Is it becoming more difficult to raise inflation?
The short answer is no. So why does the WSJ suggest otherwise?
One reason the Federal Reserve is likely to cut interest rates this week is that inflation is running below its 2% target. New research shows why getting it higher has proved so difficult: many of the prices consumers pay don’t respond to the strength or weakness of the economy. . . .
Recent studies have shown prices in some sectors—such as housing—do indeed rise faster when growth is in full swing, unemployment low and markets frothy. But a large chunk of the economy, from health care to durable goods, appears insensitive to rising or falling demand.
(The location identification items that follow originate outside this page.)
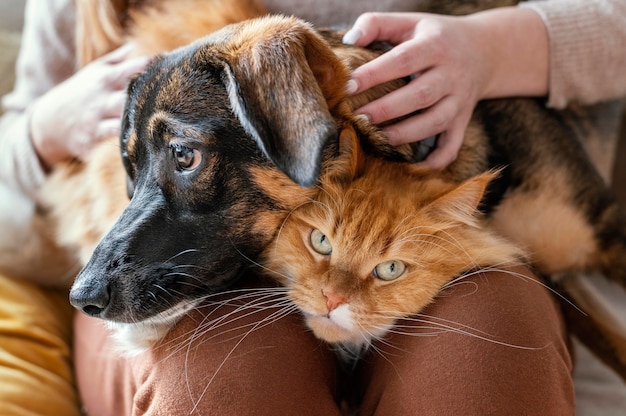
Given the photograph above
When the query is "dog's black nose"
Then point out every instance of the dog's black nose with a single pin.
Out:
(91, 300)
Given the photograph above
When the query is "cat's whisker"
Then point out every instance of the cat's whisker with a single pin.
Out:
(243, 294)
(451, 326)
(266, 321)
(517, 275)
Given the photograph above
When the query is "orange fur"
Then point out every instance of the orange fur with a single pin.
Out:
(373, 211)
(83, 199)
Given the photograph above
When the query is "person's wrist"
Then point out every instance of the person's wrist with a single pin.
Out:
(515, 51)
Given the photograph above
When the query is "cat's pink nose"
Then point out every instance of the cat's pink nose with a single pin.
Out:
(332, 299)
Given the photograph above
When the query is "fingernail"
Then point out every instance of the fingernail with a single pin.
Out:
(364, 117)
(352, 36)
(351, 87)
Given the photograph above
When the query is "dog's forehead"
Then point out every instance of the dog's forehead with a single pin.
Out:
(182, 89)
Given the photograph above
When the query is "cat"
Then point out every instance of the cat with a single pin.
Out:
(377, 241)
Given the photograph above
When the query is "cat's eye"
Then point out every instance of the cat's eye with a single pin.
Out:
(186, 158)
(320, 242)
(389, 270)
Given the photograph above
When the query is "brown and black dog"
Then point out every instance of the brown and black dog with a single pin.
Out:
(220, 136)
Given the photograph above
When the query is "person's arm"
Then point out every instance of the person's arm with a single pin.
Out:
(587, 54)
(457, 61)
(56, 112)
(45, 59)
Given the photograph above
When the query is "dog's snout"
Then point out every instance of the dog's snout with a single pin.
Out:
(92, 301)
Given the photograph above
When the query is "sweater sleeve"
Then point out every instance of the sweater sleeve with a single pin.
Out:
(46, 58)
(587, 54)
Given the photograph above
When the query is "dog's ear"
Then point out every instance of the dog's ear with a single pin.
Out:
(284, 82)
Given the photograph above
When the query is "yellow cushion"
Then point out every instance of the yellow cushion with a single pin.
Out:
(36, 374)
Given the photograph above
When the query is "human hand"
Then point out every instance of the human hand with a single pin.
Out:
(454, 62)
(442, 54)
(85, 109)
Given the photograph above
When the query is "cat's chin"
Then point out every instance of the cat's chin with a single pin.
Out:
(337, 327)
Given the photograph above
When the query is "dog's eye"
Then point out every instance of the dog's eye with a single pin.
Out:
(185, 157)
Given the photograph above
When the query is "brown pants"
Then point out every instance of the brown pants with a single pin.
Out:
(492, 345)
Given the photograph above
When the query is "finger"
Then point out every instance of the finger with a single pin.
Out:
(422, 92)
(390, 27)
(432, 121)
(448, 146)
(409, 58)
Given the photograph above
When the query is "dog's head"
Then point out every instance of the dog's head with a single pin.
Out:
(218, 140)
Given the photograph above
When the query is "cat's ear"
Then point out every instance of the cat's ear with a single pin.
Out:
(461, 203)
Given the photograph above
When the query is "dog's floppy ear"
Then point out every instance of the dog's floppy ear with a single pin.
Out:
(283, 81)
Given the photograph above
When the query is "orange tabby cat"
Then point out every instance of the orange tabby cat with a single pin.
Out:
(377, 242)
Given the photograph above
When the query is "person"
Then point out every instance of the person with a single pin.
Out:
(501, 346)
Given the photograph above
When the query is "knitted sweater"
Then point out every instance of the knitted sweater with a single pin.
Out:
(587, 60)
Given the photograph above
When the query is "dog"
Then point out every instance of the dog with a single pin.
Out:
(215, 161)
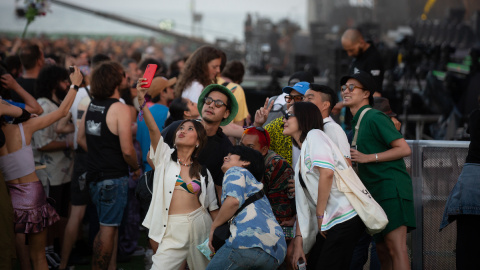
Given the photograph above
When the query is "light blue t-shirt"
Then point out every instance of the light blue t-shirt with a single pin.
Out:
(255, 225)
(160, 113)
That’s the sticky price argument. If only it were true. Imagine if the Fed could raise demand at 8% or 10%/year, and yet inflation stayed close to 2%. Living standards would soar.
Later, the WSJ switches from the sticky price argument to the fast productivity growth argument:
Federal policies such as restraint on Medicare and Medicaid payments to hospitals and doctors and increased approvals of generic drugs have ended a decades long trend of rapid health-care inflation.
Growth in the power and speed of computer processors has pushed down prices for most electronics and slowed inflation in services like telecommunications and photo processing. The fracking revolution, enabled by sensors and software that allow energy companies to better locate hydrocarbons, has kept oil and natural-gas prices in check throughout the expansion.
In fact, productivity growth since 2004 has been slow.
So that doesn’t explain the low rates of inflation. What does?
Monetary policy has produced NGDP growth of roughly 4%/ year since 2009, and RGDP growth has average slightly above 2%. That’s why inflation has averaged slightly below 2%. If you want slightly higher inflation, then create slightly higher growth in demand, aka NGDP. Adopt a more expansionary monetary policy. It’s that simple.